The UK central bank is winding down a portfolio of assets that reached £895 billion ($1.1 trillion) during its efforts to protect the economy from the pandemic and global financial crisis between 2009 and 2022. Most central banks are shrinking their QE portfolios, a process known as quantitative tightening, but the BOE is one of very few to be actively selling assets rather than simply letting them mature.

BOE Governor Andrew Bailey disclosed in a letter to the Treasury select committee last December that the government would save £100 billion by 2033, spread roughly equally across the decade, if active sales ceased. 

 

Such a move would give Hunt an extra £10 billion a year, on top of the £8.9 billion headroom he had at the March budget, enough for another 2% cut to National Insurance contributions. He has cut employee NICs by 4% since last November and has said his ambition is to get rid of the tax entirely.

Last week, the BOE revealed that UK taxpayers will have to pick up a £115 billion bill to cover the lifetime losses on the program under a guarantee agreed in 2009. The losses are caused by the bank paying a higher interest rate on money created to fund QE than it earns on the bonds bought.

The BOE is due to announce whether it will continue with its current QT arrangements on Sept. 19. At the moment, the bank is reducing the portfolio by about £100 billion a year and is keen to move quickly to create headroom in case QE is needed in the future. Under a purely passive strategy, the final bond would not mature until 2073.

Hunt has signaled he would like one final fiscal statement in September before a possible October general election, and has suggested that both income and property tax cuts would be on the cards to give the ruling Conservative Party a boost. The Tories are trailing the Labour opposition by about 20 points in the polls and suffered a rout in last week’s local elections.

The window for any change to QT could be tight, though. The Office for Budget Responsibility would have to sign off the policy at least a week in advance of a fiscal event. Alternatively, a future Labour government might benefit.

One factor that may influence the decision is when the BOE starts lowering interest rates. Active sales, which tighten monetary conditions, would clash with rate cuts, which loosen them. Investors have almost fully priced in a first quarter point cut from 5.25% for August. A cut is fully priced for September. 

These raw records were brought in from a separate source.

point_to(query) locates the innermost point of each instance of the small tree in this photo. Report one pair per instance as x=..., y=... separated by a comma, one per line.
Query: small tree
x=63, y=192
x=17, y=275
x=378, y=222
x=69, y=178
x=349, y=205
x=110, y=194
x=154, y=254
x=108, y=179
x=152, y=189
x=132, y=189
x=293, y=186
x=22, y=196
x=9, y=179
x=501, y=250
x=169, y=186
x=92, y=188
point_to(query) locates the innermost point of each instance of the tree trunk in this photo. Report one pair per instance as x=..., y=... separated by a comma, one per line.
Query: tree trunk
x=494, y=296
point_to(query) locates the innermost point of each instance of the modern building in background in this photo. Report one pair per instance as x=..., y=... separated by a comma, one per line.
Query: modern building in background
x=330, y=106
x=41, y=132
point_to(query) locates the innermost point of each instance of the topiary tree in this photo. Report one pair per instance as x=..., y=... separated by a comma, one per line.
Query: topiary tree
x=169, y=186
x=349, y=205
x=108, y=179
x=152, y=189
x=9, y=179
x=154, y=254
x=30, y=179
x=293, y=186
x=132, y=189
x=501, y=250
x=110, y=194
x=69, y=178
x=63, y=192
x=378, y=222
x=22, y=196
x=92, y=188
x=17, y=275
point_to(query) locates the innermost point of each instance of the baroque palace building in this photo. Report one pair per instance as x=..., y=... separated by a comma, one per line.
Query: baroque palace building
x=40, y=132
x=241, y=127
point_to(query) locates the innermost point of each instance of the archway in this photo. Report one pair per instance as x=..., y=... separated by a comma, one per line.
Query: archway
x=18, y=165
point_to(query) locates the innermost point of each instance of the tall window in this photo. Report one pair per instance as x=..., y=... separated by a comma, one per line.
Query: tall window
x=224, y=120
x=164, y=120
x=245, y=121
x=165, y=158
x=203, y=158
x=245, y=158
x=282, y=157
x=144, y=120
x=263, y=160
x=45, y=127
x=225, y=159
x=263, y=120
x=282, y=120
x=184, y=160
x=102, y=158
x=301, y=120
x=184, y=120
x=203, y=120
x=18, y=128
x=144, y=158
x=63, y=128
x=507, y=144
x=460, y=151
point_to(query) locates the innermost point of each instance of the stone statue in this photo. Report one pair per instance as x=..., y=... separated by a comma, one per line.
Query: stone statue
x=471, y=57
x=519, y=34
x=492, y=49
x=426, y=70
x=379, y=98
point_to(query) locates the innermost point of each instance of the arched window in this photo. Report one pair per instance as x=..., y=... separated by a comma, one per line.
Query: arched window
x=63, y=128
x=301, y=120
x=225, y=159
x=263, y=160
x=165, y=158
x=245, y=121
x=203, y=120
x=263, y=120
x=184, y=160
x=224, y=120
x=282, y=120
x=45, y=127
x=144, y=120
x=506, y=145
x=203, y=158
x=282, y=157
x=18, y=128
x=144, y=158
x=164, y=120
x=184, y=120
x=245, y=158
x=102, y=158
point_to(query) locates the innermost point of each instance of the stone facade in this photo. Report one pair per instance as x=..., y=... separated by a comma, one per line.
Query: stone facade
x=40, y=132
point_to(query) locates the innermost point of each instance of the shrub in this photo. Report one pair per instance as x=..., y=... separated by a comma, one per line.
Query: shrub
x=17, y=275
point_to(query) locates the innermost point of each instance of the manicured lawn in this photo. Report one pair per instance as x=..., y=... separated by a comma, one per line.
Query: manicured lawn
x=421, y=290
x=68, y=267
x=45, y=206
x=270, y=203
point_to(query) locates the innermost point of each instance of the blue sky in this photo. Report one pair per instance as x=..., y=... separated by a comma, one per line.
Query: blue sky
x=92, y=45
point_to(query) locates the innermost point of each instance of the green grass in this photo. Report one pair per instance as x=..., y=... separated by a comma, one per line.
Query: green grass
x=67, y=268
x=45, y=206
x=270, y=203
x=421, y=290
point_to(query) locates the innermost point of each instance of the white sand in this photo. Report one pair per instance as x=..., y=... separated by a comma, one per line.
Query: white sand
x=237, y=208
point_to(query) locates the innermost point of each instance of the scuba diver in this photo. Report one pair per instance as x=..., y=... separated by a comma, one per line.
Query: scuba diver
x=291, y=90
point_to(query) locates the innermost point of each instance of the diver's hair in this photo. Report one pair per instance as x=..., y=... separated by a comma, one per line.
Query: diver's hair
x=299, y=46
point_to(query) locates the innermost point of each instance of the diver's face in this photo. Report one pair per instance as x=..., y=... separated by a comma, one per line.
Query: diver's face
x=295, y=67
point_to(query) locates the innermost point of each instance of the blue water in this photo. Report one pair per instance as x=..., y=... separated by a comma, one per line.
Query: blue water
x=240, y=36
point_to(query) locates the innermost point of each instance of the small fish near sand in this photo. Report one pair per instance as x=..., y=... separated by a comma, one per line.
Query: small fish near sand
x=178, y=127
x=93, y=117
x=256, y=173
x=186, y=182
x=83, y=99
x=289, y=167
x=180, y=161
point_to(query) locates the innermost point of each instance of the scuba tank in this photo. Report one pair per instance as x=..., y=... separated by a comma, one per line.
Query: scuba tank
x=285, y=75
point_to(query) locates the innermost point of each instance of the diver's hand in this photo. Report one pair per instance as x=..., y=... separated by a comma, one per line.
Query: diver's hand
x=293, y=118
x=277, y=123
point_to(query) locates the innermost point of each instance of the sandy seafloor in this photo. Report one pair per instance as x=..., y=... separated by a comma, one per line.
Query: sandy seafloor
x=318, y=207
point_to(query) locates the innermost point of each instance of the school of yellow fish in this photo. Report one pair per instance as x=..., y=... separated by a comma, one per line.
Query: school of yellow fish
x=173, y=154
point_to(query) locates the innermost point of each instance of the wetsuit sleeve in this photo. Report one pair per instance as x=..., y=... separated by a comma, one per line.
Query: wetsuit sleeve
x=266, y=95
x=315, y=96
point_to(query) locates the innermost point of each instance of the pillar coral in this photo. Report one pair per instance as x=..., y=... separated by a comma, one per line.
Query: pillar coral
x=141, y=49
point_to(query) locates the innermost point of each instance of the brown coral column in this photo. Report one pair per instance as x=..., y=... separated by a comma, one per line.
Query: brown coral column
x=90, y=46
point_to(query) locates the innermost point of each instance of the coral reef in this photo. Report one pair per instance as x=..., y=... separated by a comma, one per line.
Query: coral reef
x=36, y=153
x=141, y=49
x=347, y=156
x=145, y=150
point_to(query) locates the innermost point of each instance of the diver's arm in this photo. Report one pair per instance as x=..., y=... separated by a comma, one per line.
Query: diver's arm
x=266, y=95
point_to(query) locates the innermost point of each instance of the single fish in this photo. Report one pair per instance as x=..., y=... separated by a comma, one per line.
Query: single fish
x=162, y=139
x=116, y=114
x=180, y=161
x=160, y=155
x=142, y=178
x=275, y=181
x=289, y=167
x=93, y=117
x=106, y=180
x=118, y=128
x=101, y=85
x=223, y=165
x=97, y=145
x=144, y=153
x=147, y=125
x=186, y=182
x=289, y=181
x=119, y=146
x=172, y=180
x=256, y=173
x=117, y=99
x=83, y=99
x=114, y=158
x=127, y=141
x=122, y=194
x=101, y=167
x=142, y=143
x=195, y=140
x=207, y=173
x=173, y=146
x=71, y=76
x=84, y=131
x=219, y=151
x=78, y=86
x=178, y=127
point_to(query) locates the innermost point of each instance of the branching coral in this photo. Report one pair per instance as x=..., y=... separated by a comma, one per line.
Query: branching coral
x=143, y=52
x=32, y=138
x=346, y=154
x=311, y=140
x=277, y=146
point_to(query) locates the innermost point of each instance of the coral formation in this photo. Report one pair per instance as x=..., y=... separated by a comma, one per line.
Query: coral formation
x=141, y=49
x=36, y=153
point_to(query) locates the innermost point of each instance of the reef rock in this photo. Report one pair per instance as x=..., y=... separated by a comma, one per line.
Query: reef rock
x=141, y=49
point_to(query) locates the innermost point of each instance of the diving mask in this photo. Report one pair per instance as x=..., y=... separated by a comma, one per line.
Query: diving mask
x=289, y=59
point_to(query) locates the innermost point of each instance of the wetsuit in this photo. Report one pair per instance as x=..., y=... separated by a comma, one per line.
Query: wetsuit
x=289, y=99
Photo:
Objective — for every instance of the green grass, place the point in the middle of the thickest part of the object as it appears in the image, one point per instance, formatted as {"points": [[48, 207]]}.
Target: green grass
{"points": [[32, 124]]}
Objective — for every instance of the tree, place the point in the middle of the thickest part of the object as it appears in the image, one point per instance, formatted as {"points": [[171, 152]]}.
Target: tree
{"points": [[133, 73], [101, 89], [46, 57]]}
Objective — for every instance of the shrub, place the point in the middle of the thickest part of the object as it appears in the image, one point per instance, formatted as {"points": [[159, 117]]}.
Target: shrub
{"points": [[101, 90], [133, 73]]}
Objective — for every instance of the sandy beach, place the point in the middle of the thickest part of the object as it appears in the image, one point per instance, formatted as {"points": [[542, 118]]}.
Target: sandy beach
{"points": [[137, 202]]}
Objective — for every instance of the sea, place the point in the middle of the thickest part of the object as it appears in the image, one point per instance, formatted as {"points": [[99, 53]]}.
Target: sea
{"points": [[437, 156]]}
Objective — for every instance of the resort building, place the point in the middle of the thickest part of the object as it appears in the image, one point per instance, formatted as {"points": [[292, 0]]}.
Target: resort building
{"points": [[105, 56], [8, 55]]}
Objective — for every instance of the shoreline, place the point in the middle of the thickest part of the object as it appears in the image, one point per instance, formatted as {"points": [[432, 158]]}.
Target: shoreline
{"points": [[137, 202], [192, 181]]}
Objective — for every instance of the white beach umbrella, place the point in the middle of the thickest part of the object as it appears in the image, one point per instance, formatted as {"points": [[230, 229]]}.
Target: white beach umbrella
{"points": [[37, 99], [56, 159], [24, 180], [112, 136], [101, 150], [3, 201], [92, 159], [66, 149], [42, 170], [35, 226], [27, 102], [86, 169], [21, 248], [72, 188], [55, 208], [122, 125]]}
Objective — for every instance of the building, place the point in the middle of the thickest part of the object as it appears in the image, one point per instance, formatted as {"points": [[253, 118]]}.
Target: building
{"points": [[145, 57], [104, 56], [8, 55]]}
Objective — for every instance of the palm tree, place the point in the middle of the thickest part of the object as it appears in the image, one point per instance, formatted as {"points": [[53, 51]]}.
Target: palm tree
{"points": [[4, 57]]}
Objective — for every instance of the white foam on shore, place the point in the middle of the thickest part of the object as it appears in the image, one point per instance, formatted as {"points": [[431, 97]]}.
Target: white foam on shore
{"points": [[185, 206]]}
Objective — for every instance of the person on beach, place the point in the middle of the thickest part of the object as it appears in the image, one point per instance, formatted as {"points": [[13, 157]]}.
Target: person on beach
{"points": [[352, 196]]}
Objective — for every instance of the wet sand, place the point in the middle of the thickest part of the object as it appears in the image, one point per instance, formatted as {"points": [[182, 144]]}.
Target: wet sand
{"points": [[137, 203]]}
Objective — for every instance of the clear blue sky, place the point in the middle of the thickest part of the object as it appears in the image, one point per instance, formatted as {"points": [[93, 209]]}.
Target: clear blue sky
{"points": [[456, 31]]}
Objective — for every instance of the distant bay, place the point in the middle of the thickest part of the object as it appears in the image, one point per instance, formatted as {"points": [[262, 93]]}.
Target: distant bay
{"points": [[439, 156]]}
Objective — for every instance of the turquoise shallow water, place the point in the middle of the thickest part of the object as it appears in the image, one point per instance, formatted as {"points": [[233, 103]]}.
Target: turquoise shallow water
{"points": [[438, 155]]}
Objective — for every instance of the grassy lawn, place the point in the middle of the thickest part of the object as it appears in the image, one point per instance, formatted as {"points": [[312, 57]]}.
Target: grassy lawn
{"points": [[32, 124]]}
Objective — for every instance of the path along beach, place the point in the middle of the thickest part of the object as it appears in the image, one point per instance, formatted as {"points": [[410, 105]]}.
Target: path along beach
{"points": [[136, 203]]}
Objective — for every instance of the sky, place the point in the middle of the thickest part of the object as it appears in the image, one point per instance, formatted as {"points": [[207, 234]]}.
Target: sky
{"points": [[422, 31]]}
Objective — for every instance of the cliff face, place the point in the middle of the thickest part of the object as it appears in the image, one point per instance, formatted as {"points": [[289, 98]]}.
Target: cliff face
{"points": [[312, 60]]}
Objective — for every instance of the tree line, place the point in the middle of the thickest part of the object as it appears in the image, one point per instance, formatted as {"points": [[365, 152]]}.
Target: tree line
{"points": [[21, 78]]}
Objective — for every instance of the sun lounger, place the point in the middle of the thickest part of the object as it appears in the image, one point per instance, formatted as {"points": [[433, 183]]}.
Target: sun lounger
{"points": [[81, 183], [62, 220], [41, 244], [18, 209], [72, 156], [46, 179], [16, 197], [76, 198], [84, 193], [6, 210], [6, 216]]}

Sanjay Raja, chief UK economist at Deutsche Bank, expects the bank to end active sales in September because “the effects of active QT could add to a tightening in financial conditions — working against the bank’s key monetary policy lever.” Imogen Bachra, NatWest’s head of UK rates strategy, also said active sales will be stopped in September.

Raja said: “In theory, eliminating the active part of QT would give the Chancellor some additional headroom.” He said the £10 billion estimate from the BOE document “looks broadly right.” 

The Treasury said in a statement: “There is little evidence that overall costs could be reduced by slowing sales, this would only lengthen the timelines and therefore increase interest costs.” The BOE separately said that “different unwind strategies do not necessarily change the lifetime profit or loss of the APF.” 

However, the bank’s own preferred “net present value” estimate of the costs of the program shows that ending active QT is better value for money than continuing with it. Members of Parliament have urged the BOE and the Treasury to take value for money into consideration when deciding QT plans.

Christopher Mahon, head of dynamic real return at Columbia Threadneedle Investments, said £10 billion may understate the savings for Hunt. He estimates that active sales raise long-term borrowing costs for the government by 0.4%, while the BOE says the impact is 0.1%-0.15%. 

Tomasz Wieladek, chief European economist at T. Rowe Price Group Inc., also believes active sales are driving up borrowing costs more than the BOE thinks. If the real cost is 0.25%, ending active sales would save the government another £600 million a year, Mahon said.

--With assistance from Andrew Atkinson.